While we’re concerned that Nestle may have self-serving policy interests that are not in the public’s interest and/or that the eventual legislation may be too weak to have transformative impacts (or may even move in the wrong direction), Nestle, Future 500 and Recycling Reinvented have created a conversation and momentum around EPR that would have been highly improbable for public interest organizations to create on their own. 

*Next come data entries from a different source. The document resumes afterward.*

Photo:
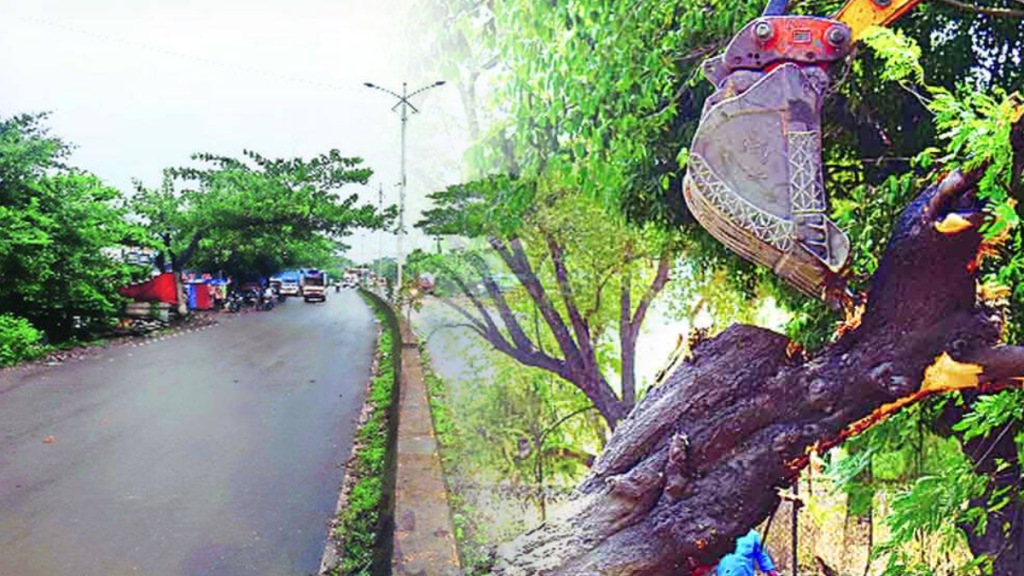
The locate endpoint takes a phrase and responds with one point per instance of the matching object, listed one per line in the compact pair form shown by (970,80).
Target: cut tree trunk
(702,457)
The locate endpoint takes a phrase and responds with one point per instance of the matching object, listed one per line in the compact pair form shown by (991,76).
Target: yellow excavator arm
(861,14)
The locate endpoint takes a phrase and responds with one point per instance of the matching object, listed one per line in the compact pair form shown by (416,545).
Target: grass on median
(358,522)
(474,550)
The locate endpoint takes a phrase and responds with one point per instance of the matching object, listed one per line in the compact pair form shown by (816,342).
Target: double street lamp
(404,107)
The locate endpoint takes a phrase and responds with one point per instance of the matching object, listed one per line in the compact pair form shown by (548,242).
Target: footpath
(424,539)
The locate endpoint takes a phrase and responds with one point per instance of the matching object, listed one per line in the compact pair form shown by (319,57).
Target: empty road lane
(211,452)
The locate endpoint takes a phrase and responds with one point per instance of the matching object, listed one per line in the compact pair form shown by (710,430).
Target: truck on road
(313,285)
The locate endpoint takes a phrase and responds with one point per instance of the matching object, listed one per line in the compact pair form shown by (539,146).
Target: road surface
(211,452)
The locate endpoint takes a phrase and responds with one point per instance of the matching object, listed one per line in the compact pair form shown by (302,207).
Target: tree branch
(988,11)
(515,258)
(580,327)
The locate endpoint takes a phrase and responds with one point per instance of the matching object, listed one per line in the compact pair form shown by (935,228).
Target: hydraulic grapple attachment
(755,166)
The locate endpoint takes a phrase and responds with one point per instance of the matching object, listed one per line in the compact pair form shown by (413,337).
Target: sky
(140,85)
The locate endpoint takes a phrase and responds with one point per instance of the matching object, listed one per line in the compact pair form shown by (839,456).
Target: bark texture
(701,458)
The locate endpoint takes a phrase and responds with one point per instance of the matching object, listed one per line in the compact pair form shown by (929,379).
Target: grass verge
(358,522)
(475,552)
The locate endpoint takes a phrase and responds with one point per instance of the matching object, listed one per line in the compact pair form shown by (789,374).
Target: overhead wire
(181,55)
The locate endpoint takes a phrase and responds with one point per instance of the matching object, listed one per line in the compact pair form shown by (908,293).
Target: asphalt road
(211,452)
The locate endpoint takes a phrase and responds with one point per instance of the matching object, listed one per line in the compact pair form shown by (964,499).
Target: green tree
(59,228)
(255,214)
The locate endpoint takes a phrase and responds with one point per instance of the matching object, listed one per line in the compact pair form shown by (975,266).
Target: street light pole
(406,106)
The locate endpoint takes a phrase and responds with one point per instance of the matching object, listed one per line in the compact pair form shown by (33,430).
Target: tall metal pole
(380,237)
(401,191)
(404,105)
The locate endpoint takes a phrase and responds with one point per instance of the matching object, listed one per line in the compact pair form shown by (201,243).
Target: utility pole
(380,235)
(406,106)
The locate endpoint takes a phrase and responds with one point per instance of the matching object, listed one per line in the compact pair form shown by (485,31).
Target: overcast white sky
(139,85)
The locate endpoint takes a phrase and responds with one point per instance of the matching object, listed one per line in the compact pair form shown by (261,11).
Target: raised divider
(424,538)
(416,522)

As the saying goes, “It’s better to be at the table than on the menu.”  This is happening, and we believe that it is critical for public interest organizations to engage to steer the policy direction, while also supporting the process politically to win greater business support and keep momentum moving forward for EPR.  There will be a “rubber meets the road” moment in the fall of 2012, when RR’s model legislation is near finalized.  At that point, we will need to signify which elements we support, and which ones we will work to change in legislative proceedings.  In the interim, we are working to develop connections to public interest organizations in targeted states as a way to advance EPR for packaging in the public interest, supporting what we like in the RR bill, and advocating for what we think should be stronger or changed. 

The opposition to EPR for packaging is substantial.  NWNA is one of the only major consumer packaged goods company that has signaled vocal support for EPR for packaging.  Nearly all others, and their large and powerful trade associations, are either on the fence or opposed.  In spite of what you think about Nestle’s motives, shooting down the proposal will be the quickest route to letting massive corporations like P&G, Unilever, General Mills, Walmart and others continue avoiding taking responsibility for their packaging waste. 

That’s the goal of opposition efforts run by the Grocery Manufacturers Association and the Product Management Alliance, two powerful trade associations, working to stop any and all efforts aimed at getting producers to take responsibility for their packaging waste. 

It’s our hope that Recycling Reinvented will live up to their name, and continue to work with us on an EPR policy that designs away unrecyclable packaging, captures the 52% of all packaging that is currently wasted, and generates clean streams of materials that can be used and reused by American manufacturers.